Turkish Kurds in New Year protest over political repression

Turkish Kurds in New Year protest over political repression
Kurdish people in Turkey celebrated the Newroz, associated with protests against the repression of the pro-Kurdish Peoples' Democratic Party.
2 min read
"The HDP is the people and the people are here!" the crowd chanted [Getty]

Tens of thousands of people gathered in the city of Diyarbakir in southeast Turkey on Sunday to celebrate the Kurdish New Year and protest against the repression of a pro-Kurdish opposition party.

The Newroz celebration included people jumping over bonfires and traditional dancing to the beating of drums.

But this year the normal New Year festivities ran alongside a major protest in the Kurdish-majority city, coming just days after a Turkish prosecutor asked the Constitutional Court to shut down the pro-Kurdish Peoples' Democratic Party (HDP), parliament's third-largest group.

Just hours before the event, Turkish authorities briefly detained prominent pro-Kurdish opposition MP Omer Faruk Gergerlioglu, who had refused to leave parliament for several days after his seat was revoked.

"The HDP is the people and the people are here!" the crowd in Diyarbakir chanted, waving flags in the party's colours.

If the HDP is banned "another party will replace it, it won't change anything," Yusuf Celik, one of the protesters, told AFP.

"The Kurds, those who have honour, will support this cause to the death," he added.

"One party wants to ban another party in order to stay in power, that's not normal, or humane. No one can accept that," said fellow protester Mursel Bakir.

The repression of the HDP also figured high in the celebrations to mark the Kurdish New Year in Istanbul Saturday.

"These efforts to shut down (the HDP) are proof that the government is finished, on the point of crumbling," said HDP co-leader Pervin Buldan.

Turkish President Recep Tayyip Erdogan has long portrayed the Peoples' Democratic Party (HDP) as the political front of the outlawed Kurdistan Workers' Party (PKK).

The PKK has been waging an insurgency since 1984 that has killed tens of thousands and is considered a terrorist organisation by Ankara and its Western allies.
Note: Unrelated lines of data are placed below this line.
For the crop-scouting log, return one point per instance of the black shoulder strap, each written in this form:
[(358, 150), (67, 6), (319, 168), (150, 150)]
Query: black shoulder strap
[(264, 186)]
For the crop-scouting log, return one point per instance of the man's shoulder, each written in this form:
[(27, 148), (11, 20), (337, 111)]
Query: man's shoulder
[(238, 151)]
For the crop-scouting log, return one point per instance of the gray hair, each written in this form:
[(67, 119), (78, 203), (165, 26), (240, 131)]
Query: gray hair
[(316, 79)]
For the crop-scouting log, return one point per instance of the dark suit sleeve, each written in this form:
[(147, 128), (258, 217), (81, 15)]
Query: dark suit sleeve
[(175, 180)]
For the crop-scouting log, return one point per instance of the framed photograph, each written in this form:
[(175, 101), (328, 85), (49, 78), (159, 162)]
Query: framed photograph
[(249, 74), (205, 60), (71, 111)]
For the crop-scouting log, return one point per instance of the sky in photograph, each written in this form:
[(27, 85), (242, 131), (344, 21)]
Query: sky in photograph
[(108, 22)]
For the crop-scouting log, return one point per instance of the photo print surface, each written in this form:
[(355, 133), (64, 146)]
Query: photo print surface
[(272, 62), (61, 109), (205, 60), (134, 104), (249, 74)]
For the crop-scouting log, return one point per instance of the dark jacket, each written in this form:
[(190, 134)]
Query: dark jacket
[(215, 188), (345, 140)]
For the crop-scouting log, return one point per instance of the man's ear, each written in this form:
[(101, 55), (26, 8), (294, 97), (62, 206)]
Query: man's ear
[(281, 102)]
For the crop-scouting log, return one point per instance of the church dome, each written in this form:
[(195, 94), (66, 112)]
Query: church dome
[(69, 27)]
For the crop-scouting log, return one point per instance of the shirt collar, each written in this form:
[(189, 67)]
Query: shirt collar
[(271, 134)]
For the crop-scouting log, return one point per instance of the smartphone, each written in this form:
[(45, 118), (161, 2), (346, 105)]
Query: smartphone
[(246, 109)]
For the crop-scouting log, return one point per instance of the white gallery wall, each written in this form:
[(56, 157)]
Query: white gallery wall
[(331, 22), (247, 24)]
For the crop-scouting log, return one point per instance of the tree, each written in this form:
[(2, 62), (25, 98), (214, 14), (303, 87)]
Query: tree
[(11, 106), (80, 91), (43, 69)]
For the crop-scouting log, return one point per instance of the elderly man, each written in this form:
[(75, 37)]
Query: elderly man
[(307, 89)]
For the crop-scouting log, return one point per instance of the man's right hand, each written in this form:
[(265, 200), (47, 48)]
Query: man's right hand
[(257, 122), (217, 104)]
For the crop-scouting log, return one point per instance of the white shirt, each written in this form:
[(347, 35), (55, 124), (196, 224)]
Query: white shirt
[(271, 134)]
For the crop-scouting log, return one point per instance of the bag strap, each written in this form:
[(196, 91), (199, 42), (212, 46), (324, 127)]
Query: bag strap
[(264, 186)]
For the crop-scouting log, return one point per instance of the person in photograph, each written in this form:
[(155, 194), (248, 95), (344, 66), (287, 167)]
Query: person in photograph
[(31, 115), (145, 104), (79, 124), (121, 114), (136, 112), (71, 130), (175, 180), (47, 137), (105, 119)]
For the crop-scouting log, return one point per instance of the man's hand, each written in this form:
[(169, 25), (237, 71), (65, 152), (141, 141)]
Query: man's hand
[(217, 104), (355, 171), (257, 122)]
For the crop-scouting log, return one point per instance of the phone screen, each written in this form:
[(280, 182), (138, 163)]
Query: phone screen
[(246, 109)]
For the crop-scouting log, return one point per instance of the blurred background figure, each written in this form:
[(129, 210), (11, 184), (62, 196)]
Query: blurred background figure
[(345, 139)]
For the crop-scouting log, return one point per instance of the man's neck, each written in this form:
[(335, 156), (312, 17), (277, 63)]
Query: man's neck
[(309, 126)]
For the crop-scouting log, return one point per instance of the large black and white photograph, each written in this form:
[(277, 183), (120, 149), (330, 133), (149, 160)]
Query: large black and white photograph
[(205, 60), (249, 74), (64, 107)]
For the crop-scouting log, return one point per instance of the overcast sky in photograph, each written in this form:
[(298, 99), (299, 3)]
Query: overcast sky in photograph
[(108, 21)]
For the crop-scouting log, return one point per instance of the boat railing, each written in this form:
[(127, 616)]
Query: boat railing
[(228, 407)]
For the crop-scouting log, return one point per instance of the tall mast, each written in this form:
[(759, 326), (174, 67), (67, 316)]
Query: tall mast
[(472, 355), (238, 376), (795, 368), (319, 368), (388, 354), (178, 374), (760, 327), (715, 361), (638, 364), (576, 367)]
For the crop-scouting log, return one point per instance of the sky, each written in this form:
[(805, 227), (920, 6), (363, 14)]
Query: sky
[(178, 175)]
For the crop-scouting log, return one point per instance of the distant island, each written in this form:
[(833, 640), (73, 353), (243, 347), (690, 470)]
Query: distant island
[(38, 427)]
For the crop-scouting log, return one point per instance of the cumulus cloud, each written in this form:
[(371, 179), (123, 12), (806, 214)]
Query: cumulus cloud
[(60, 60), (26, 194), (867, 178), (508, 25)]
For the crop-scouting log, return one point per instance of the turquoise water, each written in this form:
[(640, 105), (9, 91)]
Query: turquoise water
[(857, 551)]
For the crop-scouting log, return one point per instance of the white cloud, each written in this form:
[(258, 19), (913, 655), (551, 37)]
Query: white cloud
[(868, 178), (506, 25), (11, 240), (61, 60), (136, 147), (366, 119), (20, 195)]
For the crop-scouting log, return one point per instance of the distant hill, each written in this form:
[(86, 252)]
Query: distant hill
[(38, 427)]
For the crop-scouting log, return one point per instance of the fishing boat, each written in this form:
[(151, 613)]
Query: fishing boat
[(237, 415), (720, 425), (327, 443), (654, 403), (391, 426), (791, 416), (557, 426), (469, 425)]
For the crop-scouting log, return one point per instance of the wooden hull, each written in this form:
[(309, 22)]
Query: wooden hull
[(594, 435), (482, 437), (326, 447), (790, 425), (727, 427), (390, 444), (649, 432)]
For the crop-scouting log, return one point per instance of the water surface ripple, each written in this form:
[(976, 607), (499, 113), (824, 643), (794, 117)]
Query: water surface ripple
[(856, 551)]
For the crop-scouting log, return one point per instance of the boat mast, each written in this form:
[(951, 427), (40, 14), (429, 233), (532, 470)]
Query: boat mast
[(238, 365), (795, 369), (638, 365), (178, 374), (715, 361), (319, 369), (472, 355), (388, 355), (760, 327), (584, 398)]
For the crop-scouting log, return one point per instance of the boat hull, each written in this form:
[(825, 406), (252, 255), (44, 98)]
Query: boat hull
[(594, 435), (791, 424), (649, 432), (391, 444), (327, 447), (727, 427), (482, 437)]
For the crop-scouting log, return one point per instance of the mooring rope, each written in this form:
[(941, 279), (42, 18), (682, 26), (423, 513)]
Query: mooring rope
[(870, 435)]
But the HDP firmly denies formal links to the militants, saying it is coming under attack because of its fervent opposition to Erdogan's 18-year rule.

Several recent surveys have shown Erdogan's governing alliance losing votes as Turks suffer from a waning economy and persistently high inflation.

The HDP claims Erdogan is seeking to shut it down before the next general election in 2023.